CCTV provides more laughs than insights into meaning of patriotism
CCTV's vox pop last week on what it meant to be patriotic received hilarious responses - just like the last one it did, on happiness, a year ago.
During the National Day holiday, CCTV reporters asked some 2,000 people from all walks of life about their ideas on patriotism.
"Am I happy?" people asked as soon as reporters approached, remembering last year's survey on happiness that generated some famous answers. Most memorable was "my name is Zeng" from a migrant worker who misheard the question "are you happy" as "is your name Fu?"
Video: China state-run television asks Chinese citizens the meaning of patriotism
Both questions sound similar in Putonghua.
People of different age groups and occupations gave varying definitions of patriotism. For most old people, their strongest feelings were associated with historic struggles against the Japanese, the Kuomintang and colonial invaders. One interviewee, who had just visited the Old Summer Palace site destroyed in the second opium war, even cried.
But younger people and those from rural areas were nonchalant, saying that "minding their own business" was their way of being patriotic. When asked if they ever expressed patriotic feelings in public, most said it would be embarrassing.

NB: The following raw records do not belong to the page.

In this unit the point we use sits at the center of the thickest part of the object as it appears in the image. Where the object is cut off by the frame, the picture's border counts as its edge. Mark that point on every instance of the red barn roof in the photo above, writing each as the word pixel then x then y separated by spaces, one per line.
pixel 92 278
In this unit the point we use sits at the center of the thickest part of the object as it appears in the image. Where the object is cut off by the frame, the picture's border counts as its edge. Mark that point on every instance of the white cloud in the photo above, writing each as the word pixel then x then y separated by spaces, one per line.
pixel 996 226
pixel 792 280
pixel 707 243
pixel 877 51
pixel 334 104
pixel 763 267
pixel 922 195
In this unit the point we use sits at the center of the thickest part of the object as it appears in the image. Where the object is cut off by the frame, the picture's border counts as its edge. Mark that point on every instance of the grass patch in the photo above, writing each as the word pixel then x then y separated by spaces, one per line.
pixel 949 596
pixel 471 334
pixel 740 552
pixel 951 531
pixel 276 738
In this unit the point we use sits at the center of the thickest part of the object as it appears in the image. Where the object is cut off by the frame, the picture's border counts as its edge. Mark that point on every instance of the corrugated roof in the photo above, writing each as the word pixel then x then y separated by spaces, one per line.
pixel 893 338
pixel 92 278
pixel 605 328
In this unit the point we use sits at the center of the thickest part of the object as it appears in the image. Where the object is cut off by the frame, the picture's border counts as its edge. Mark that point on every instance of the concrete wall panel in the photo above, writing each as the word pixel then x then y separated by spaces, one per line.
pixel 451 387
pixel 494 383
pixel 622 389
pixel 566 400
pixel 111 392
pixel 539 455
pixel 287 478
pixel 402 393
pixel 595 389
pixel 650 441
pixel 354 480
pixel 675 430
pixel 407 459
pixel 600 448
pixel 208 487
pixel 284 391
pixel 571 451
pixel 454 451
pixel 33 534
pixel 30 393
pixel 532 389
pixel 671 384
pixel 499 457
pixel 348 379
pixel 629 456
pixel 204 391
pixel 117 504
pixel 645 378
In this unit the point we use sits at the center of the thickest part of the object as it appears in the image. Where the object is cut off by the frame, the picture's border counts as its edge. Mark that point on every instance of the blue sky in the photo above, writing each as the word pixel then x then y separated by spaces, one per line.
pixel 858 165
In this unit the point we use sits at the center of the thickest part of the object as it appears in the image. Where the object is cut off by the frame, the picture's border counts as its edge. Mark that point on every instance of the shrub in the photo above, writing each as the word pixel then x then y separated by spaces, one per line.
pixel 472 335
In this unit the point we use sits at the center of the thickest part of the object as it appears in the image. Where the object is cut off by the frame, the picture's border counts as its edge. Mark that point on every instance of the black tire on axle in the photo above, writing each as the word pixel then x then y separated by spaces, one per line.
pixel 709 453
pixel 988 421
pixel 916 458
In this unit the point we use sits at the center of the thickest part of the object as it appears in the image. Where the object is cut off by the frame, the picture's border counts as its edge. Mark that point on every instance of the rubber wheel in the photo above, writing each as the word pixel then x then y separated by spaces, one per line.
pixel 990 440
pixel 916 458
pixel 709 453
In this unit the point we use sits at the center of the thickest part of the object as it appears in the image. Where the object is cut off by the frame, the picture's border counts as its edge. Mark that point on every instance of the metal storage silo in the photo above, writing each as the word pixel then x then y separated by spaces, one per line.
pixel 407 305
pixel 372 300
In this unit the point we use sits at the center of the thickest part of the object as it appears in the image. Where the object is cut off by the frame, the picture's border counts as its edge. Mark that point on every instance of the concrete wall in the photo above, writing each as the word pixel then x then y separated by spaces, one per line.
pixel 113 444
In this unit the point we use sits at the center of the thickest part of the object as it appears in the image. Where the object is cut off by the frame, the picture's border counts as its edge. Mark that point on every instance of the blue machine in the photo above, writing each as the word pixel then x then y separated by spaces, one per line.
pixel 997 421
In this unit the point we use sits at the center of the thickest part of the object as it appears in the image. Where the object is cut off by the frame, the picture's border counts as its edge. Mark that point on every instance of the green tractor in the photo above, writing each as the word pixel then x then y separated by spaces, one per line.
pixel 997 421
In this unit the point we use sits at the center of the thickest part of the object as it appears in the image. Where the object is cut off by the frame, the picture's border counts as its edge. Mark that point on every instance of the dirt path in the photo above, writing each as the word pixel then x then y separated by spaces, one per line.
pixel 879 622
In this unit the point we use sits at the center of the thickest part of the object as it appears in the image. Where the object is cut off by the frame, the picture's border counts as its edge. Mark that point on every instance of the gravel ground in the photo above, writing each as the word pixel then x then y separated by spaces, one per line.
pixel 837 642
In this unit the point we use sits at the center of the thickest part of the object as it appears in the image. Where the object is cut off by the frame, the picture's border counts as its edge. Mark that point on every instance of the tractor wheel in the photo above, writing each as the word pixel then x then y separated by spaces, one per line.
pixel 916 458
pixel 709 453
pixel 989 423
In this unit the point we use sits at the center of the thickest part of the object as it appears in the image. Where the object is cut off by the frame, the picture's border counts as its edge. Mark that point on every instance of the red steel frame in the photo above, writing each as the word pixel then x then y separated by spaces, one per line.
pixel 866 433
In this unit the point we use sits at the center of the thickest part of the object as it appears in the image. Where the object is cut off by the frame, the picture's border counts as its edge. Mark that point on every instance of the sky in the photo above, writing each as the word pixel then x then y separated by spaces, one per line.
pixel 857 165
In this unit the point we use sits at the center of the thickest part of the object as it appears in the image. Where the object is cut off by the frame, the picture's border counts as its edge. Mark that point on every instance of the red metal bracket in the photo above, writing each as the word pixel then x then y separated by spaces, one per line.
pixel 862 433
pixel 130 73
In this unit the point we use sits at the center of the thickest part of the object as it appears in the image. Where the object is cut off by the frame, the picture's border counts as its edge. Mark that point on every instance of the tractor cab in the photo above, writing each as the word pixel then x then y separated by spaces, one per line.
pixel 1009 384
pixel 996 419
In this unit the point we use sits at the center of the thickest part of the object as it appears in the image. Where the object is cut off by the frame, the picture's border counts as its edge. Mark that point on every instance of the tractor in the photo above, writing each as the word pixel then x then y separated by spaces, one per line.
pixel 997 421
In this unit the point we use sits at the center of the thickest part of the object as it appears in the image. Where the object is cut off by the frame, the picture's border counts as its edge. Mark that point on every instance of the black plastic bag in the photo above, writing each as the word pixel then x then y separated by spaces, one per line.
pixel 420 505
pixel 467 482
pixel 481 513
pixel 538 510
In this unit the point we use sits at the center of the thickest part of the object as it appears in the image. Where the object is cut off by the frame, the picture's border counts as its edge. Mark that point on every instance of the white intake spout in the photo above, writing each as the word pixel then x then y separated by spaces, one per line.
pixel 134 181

In one clip, upon being approached by a reporter, a watermelon farmer out in his field turned around and said: "I thought you came to buy melons". In another clip, when asked whom he considered to be a patriot, a university student in Beijing answered "missile" before rushing away on his bike, referring to the Patriot missiles used by the US military.
Some internet users said such answers proved the questions were ridiculous and accused CCTV of forcing people to "fake patriotism" a year after forcing them to "fake happiness".
"CCTV going around asking people 'do you love the country or not' is like a young girl asking a boyfriend 'do you love me or not'," wrote one Weibo user.
But it was hard to tell if people's laughable answers were deliberate sarcasm. Zhan Jiang , a journalism professor at Beijing Foreign Studies University, said it was also hard to tell if CCTV had also gone for laughs.
"One shouldn't take the questions and answers too seriously; it's entertainment," Zhan said. "Surveys like this serve dual purposes for CCTV - fulfilling political tasks and attracting eyeballs."
Patriotism, Zhan pointed out, has been mixed with nationalism and loaded with ideology since Mao's time, but in contemporary China, which he called a "post-totalitarian state", ideology was trickier: "Japan is sometimes an enemy, and sometimes not."
That many respondents linked patriotism with the Japanese invasion showed how ideology in public discourse lagged behind that in foreign policy.
But Dr Benson Wong Wai-kwok, assistant professor in the department of government and international Studies at Hong Kong Baptist University, said people do not always believe what they say on camera.
"They know it is only propaganda," Wong said. "Patriotism is a big illusion in the media. There is a big contrast between how officials promote patriotism and their actual behaviour - such as obtaining foreign passports."
Outspoken property tycoon Ren Zhiqiang wrote on his microblog that CCTV censored his answer. "I said that a patriot 'tried to criticise the government for all its mistakes in order to bring the nation better lives, and more rights and freedom'."